Objective: Myocardin is a recently discovered transcriptional regulator of cardiac and smooth muscle development. Its ability to transactivate smooth muscle-specific genes has been firmly established in animal cells but its effect on heart muscle genes has been investigated less extensively and the consequences of ectopic myocardin expression in human cells are unknown.
Methods: In this study, primary human mesenchymal stem cells and foreskin fibroblasts were transduced with human adenovirus vectors expressing the longest splice variant of the human myocardin gene (hAd5/F50.CMV.myocL) or with control vectors. One week later, the expression of muscle-restricted genes in these cells was analyzed by reverse transcription-polymerase chain reactions and immunofluorescence microscopy.

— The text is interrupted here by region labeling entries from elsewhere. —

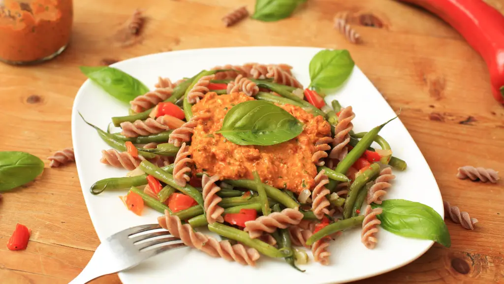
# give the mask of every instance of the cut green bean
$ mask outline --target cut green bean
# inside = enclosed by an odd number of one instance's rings
[[[330,236],[336,232],[347,229],[349,228],[360,225],[362,223],[364,220],[364,216],[360,215],[357,217],[352,217],[345,220],[338,220],[337,222],[329,224],[325,227],[321,229],[320,231],[311,235],[306,240],[306,245],[311,246],[317,241]]]
[[[208,225],[208,229],[216,234],[255,248],[260,253],[270,257],[287,257],[292,254],[292,251],[277,250],[275,247],[270,246],[264,242],[257,239],[250,238],[248,233],[218,222]]]
[[[253,209],[259,212],[261,211],[261,203],[251,203],[245,205],[229,207],[224,210],[223,215],[229,213],[238,213],[240,212],[240,210],[242,209]],[[207,217],[203,214],[193,217],[188,220],[187,222],[193,228],[206,226],[208,224],[208,222],[207,221]]]
[[[167,172],[163,171],[156,165],[154,165],[152,163],[149,162],[149,161],[142,161],[142,162],[140,163],[140,165],[139,166],[140,168],[146,174],[152,176],[154,178],[156,178],[163,183],[174,187],[186,195],[190,196],[194,199],[198,203],[198,204],[201,206],[202,208],[203,207],[203,197],[201,195],[201,193],[198,191],[198,190],[193,186],[190,185],[189,184],[185,185],[185,186],[184,187],[178,185],[178,184],[175,182],[175,180],[173,179],[173,176],[172,176],[170,174],[168,174]]]
[[[361,189],[379,173],[380,165],[373,163],[371,164],[369,168],[355,178],[355,180],[348,189],[348,194],[346,201],[345,202],[345,207],[343,207],[343,219],[350,218],[352,216],[352,210]]]
[[[150,195],[145,193],[142,190],[140,190],[138,188],[135,187],[132,187],[131,189],[130,189],[130,191],[132,191],[140,196],[142,197],[142,199],[144,200],[144,202],[145,204],[151,208],[155,210],[156,211],[164,214],[164,210],[167,210],[168,212],[170,212],[171,214],[172,213],[171,210],[168,208],[166,204],[160,202],[159,200],[152,197]]]

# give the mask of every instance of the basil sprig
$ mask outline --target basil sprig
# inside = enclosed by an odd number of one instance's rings
[[[377,215],[380,226],[396,235],[430,240],[449,248],[452,242],[446,224],[432,208],[418,202],[404,199],[388,199],[381,204],[372,203],[372,208],[383,209]]]
[[[28,183],[42,174],[44,162],[24,152],[0,152],[0,191]]]
[[[232,107],[217,133],[238,145],[268,146],[290,140],[302,131],[303,124],[281,107],[249,100]]]
[[[141,82],[122,71],[107,66],[81,66],[81,71],[115,98],[126,103],[149,91]]]
[[[310,61],[309,87],[317,89],[334,89],[352,74],[355,65],[346,49],[321,50]]]
[[[274,22],[289,17],[297,6],[306,0],[257,0],[252,18]]]

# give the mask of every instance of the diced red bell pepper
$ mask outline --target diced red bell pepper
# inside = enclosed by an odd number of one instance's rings
[[[16,224],[16,229],[7,242],[7,248],[11,251],[24,250],[26,248],[30,239],[31,230],[20,223]]]
[[[308,102],[313,105],[315,107],[320,108],[326,105],[326,102],[324,100],[324,98],[320,96],[320,95],[317,92],[309,89],[304,90],[304,96],[306,97]]]
[[[191,196],[175,193],[168,199],[168,207],[174,213],[192,207],[198,204]]]
[[[150,175],[147,176],[147,183],[151,189],[156,194],[159,193],[161,190],[163,189],[163,186],[161,185],[159,181]]]
[[[257,217],[257,211],[253,209],[242,209],[239,213],[228,213],[224,215],[224,220],[232,225],[245,228],[245,222],[253,221]]]

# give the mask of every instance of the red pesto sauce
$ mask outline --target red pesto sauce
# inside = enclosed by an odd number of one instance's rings
[[[253,179],[256,171],[264,183],[299,193],[314,187],[317,174],[311,156],[314,142],[331,134],[324,118],[306,112],[298,106],[279,105],[304,124],[297,137],[271,146],[241,146],[228,141],[215,132],[222,126],[229,109],[240,102],[255,99],[243,93],[218,96],[209,93],[193,106],[198,125],[195,128],[190,150],[196,173],[219,175],[221,180]]]
[[[72,0],[33,0],[21,4],[5,0],[4,3],[5,8],[0,8],[0,59],[34,61],[68,43]]]

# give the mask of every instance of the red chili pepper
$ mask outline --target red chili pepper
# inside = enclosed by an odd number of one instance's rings
[[[161,190],[163,189],[163,186],[161,185],[161,183],[159,182],[159,181],[150,175],[147,176],[147,183],[149,184],[149,186],[151,188],[151,189],[156,194],[159,193]]]
[[[423,7],[453,27],[483,58],[493,97],[504,104],[504,16],[482,0],[399,0]]]
[[[224,220],[232,225],[245,228],[245,222],[252,221],[257,217],[257,211],[253,209],[242,209],[240,212],[228,213],[224,215]]]
[[[227,84],[211,83],[207,88],[209,90],[225,90],[227,88]]]
[[[126,151],[130,153],[130,155],[135,157],[135,158],[138,157],[138,149],[137,149],[135,145],[131,141],[126,141],[124,143],[124,146],[126,146]]]
[[[16,229],[7,242],[7,248],[11,251],[24,250],[26,248],[30,239],[31,230],[20,223],[16,224]]]
[[[304,96],[306,97],[306,100],[308,101],[308,102],[313,105],[317,108],[320,108],[326,105],[326,102],[324,100],[324,98],[320,96],[320,95],[313,90],[305,89]]]

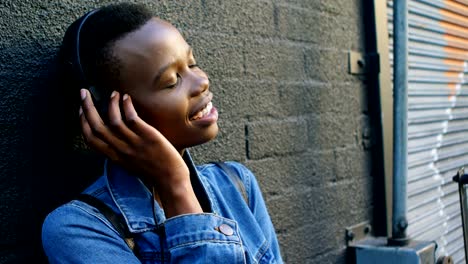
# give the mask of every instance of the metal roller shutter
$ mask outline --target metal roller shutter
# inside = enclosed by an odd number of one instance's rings
[[[412,0],[408,9],[408,235],[465,263],[452,177],[468,165],[468,1]]]

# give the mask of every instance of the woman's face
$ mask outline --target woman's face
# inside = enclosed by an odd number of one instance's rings
[[[218,112],[211,104],[208,76],[175,27],[153,18],[117,40],[113,52],[122,63],[119,90],[176,149],[216,137]]]

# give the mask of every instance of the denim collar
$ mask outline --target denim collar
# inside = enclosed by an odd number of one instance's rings
[[[185,150],[183,159],[189,167],[191,182],[197,197],[206,199],[209,210],[216,210],[207,194],[206,183],[202,181],[188,150]],[[154,201],[150,190],[138,177],[107,160],[104,166],[104,176],[107,179],[109,193],[122,212],[130,232],[154,230],[166,221],[163,209]]]

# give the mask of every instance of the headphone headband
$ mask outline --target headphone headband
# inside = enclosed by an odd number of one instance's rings
[[[86,22],[86,20],[91,16],[93,15],[94,13],[96,13],[99,9],[95,9],[95,10],[92,10],[90,12],[88,12],[84,17],[83,17],[83,20],[81,20],[81,23],[80,25],[78,26],[78,30],[76,32],[76,66],[78,67],[78,73],[81,75],[81,79],[83,80],[84,83],[87,83],[87,78],[86,78],[86,75],[83,71],[83,67],[81,66],[81,58],[80,58],[80,33],[81,33],[81,28],[83,27],[84,23]]]

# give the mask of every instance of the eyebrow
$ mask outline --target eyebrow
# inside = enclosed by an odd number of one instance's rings
[[[190,54],[193,53],[193,49],[192,47],[189,46],[188,50],[187,50],[187,56],[189,56]],[[173,63],[168,63],[166,65],[164,65],[161,69],[159,69],[158,73],[156,74],[156,77],[154,78],[154,83],[158,83],[159,82],[159,79],[161,79],[161,76],[163,75],[163,73],[168,69],[170,68],[172,65],[174,65],[174,63],[176,62],[173,62]]]

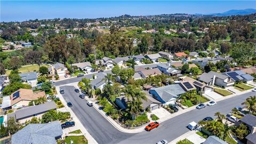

Results: Forced expression of myocardin induced transcription of cardiac and smooth muscle genes in both cell types but did not lead to activation of skeletal muscle-specific genes. Double labeling experiments using monoclonal antibodies directed against striated (i.e. sarcomeric alpha-actin and sarcomeric alpha-actinin) and cardiac (i.e. natriuretic peptide precursor A) muscle-specific proteins together with a polyclonal antiserum specific for smooth muscle myosin heavy chain revealed that hAd5/F50.CMV.myocL-transduced cells co-express heart and smooth muscle-specific genes.
Conclusions: These data indicate that the myocardin protein is a strong inducer of both smooth and cardiac muscle genes, but that additional factors are necessary to fully commit cells to either cardiac or smooth muscle cell fates.